How is Aries season treating you so far? Maybe you’ve made progress on a new project or habit. Hopefully, the fire of Aries is helping to push something forward for you.
I always find that a mid-astrological-month reset can be helpful. With two eclipses behind us in March, some of us might still be recovering from whatever chaos or endings they stirred up. Or maybe exciting new opportunities have already arrived—or are just around the corner. Either way, the second half of Aries season calls for a recipe that brings people together and celebrates Spring.
Unlike the “quickles” recipe I shared at the start of Aries season, this one encourages a slower pace. Before we continue charging ahead with Aries’ fiery energy propelling us forward, it’s worth taking a moment to pause, create something beautiful, and share it with loved ones. And that’s where strawberry pavlova comes in.
The strawberry fruit symbolizes collaboration and agreement, which can help balance out the headstrong Aries.

I love this dessert because it’s beautiful, always gets an impressive reaction, and is surprisingly simple. There’s plenty of debate about the ideal baking temperature for a pavlova—one that holds its shape without browning too much. After some trial and error, I found what works best for me in this recipe, adapted from Nigella Lawson.
Ingredients
For the meringue
- 4 egg whites
- Pinch of salt
- 3/4 cups of caster sugar
- 2 tsp of corn starch
- A few drops of vanilla extract
For the whipped cream* (I honestly think you can use your favorite store-bought whipped cream, but my suggestion below is if you want to make your own)
- 1 cup of heavy cream
- 1 tbsp of lemon zest
For the fruit topping
- 3 – 4 farmers’ market baskets of strawberries (at least a 1/2 lb)
- 1 cup of raspberries or blueberries
- 1/2 tsp of vanilla extract
- 2 tsp of balsamic vinegar
- 2 tsp of caster sugar
Instructions
- Turn the oven on to 350 degrees Fahrenheit
- Line a baking sheet with parchment paper.

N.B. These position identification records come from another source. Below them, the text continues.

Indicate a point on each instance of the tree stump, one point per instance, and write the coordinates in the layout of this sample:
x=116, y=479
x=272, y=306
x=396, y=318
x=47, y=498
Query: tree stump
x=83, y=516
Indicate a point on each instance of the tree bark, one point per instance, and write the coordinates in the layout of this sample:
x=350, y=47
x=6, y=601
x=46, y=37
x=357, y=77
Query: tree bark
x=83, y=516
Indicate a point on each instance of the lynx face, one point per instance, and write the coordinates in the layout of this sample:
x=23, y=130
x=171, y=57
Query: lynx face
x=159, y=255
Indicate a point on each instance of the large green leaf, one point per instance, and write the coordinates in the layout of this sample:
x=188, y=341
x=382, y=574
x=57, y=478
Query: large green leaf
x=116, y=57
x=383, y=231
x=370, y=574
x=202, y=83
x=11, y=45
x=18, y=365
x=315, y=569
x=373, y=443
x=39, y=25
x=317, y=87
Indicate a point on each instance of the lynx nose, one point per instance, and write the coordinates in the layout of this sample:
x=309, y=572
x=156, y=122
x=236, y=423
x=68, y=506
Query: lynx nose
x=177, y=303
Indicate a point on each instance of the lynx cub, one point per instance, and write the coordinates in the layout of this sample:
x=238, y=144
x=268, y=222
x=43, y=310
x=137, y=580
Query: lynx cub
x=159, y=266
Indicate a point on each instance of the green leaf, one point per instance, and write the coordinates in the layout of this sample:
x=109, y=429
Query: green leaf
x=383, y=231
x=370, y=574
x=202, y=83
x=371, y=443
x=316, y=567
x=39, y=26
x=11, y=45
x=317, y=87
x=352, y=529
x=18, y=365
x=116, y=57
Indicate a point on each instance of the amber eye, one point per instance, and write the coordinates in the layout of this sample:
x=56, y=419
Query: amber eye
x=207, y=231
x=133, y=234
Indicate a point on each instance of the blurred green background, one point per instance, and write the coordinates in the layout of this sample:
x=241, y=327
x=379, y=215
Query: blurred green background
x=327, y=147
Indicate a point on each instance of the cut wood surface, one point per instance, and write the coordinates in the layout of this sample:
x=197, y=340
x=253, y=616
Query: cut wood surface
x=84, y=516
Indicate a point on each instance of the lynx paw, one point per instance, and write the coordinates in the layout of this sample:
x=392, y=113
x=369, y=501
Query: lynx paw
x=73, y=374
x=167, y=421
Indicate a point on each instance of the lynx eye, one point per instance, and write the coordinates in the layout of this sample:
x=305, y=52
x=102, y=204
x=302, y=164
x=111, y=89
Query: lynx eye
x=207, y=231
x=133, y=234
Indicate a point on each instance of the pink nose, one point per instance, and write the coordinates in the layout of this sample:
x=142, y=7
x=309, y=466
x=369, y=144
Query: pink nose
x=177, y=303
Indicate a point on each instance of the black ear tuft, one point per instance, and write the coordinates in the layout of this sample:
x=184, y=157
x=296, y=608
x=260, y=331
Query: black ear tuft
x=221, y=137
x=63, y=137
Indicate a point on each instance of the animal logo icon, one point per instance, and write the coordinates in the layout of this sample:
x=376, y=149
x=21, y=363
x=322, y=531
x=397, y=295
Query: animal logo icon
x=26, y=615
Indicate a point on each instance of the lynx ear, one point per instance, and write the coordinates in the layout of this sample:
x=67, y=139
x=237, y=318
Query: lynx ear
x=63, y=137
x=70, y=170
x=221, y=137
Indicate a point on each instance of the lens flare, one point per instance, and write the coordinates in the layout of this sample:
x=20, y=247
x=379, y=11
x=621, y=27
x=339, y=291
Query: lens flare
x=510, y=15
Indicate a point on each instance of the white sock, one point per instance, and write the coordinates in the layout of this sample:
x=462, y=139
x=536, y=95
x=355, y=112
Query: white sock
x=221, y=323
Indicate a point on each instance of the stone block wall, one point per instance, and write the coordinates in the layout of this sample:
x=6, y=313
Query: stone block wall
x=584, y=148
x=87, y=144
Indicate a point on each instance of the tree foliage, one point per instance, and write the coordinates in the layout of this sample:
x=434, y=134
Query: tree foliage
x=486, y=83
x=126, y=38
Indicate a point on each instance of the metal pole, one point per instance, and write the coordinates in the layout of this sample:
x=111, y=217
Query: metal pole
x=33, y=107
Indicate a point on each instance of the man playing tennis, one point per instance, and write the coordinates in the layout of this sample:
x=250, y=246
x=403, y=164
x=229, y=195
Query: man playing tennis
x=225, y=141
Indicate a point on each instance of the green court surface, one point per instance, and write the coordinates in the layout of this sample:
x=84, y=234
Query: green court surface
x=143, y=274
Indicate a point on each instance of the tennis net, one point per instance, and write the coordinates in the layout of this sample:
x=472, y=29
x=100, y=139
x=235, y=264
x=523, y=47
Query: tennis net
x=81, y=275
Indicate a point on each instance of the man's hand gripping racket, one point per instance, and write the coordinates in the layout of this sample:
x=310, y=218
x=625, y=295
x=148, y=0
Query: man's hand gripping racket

Take an 8 or 9-inch round cake pan and draw a circle on the parchment paper. Then, flip the parchment paper over so that you aren’t putting your meringue on the ink.
- In an electric mixer, add the 4 egg whites and a pinch of salt. Start whipped on low and gradually shift the speed to medium, then medium high. Wait until the mixture starts looking firm and shiny, then add the 3/4 cup of caster oil, 1 tbsp at a time, until well combined. Keep beating until the meringue is firm. You can do the GBBS trick of putting the bowl over your head to make sure it sticks in the bowl and is ready.
- Reduce your oven temperature to 250 degrees Fahrenheit.
- Pile your meringue onto the parchment paper on the baking sheet, following the shape of the circle you drew. Use a spatula to form the meringue into a disc-like shape.
- Bake at 250 degrees for about 1 hour and 25 minutes.
- While the meringue is baking, switch over to fruit duty.
- Hull the strawberries, slice them into quarters, and put them in a large bowl. Add the washed raspberries or blueberries, if using.
- Add vanilla extract, balsamic vinegar, and caster sugar to the fruit mixture and toss to combine. Cover with plastic and set aside at room temperature.
- If you’re making your own whipped cream, now would be the time to put that stand mixer to work and whip a cup of heavy cream on high until it is thick and can hold peaks. Add lemon zest to the whipped cream.
- When the meringue is done baking, let it cool gently. First open the oven door and allow it to cool like that for 10 minutes. Then take it out and place it on the serving vessel and allow to cool completely for about 15 minutes.
- When ready to serve, top the meringue with the whipped cream, and then the berries. The nice part is it doesn’t have to be perfectly placed. It looks good when some of the berries fall off the side.
Since this dessert is on the sweeter side, it’s best shared with loved ones—though I won’t judge if you end up having two or three slices yourself (speaking from experience). It’s a lovely way to celebrate spring.